In conclusion, increased productivity in RMP was largely the result of higher photosynthetic production of maize, caused by aboveground interspecific competitive advantage, and the optimization of soil nutrient composition and bacterial communities for peanut, caused by belowground interspecific interactions.
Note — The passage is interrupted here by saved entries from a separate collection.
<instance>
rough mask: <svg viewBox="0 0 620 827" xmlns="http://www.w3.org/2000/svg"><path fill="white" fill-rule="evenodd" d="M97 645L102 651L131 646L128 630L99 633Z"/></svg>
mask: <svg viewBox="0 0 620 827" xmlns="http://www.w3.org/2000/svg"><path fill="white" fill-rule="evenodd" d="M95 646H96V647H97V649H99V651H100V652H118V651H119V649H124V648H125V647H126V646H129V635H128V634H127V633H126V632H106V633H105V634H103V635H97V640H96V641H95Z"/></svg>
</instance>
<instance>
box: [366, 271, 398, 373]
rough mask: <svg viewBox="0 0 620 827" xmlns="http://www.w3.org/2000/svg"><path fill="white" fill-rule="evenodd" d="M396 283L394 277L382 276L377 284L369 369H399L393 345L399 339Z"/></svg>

Implications or significance

This study suggested that plant-soil-microbe interactions are key to the high productivity observed in RMP and should be considered in designing cropping systems for sustainable agriculture.

中文翻译：

---

玉米和花生轮作带状间作通过提高作物光合产量和优化土壤养分和细菌群落来提高生产力

上下文或问题

轮作条带间作是采用一年生间作和条带间作年际轮作的复合种植制度。我们之前的工作表明，与玉米 (CM) 或花生 (CP) 的连续单作相比，玉米 ( Zea mays L.) 和花生 ( Arachis hypogaea L.) (RMP) 的轮作条带间作提高了作物生产力。然而，RMP 对与生产力相关的作物生理和土壤特性的影响仍不清楚。

方法

对 RMP 下的作物生产力和生理、土壤养分和细菌群落进行了六年的评估，并与 CP 和 CM 进行了比较。

结果

RMP 显着提高了作物生产力，平均土地当量比 (LER) 为 1.19。与 CM 相比，RMP 使玉米产量提高了 16.01-21.68%，部分土地当量比 (PLER) 为 0.58-0.61。玉米生理特性显着改善，表现为茎干物质 (DW) 积累增加，土壤和植物分析仪发育 (SPAD) 值和净光合速​​率 ( P _n) 下的 RMP。花生轮作后土壤有机碳、速效氮、全磷（TP）、速效磷（AP）、速效钾和全氮含量增加。微生物群落结构受土壤层和种植方式的显着影响，与 RMP 相比，CP 的微生物丰富度和多样性均显着降低。Sphingomonas和Gemmatimonas是0~20 cm土层中的优势属，它们的丰度与TP和AP含量呈正相关。Burkholderia-Caballeronia-Paraburkholderia，一种可以分解连续种植花生产生的自毒素并防止感染的属，是 20-40 厘米土层中的优势和指示属，在 RMP 下，玉米和花生在地下直接相互作用。

结论

总之，RMP 生产力的提高主要是由于地上种间竞争优势导致玉米光合产量增加，以及地下种间相互作用导致花生土壤养分组成和细菌群落优化的结果。

影响或意义

这项研究表明，植物-土壤-微生物相互作用是 RMP 中观察到的高生产力的关键，在设计可持续农业的种植系统时应予以考虑。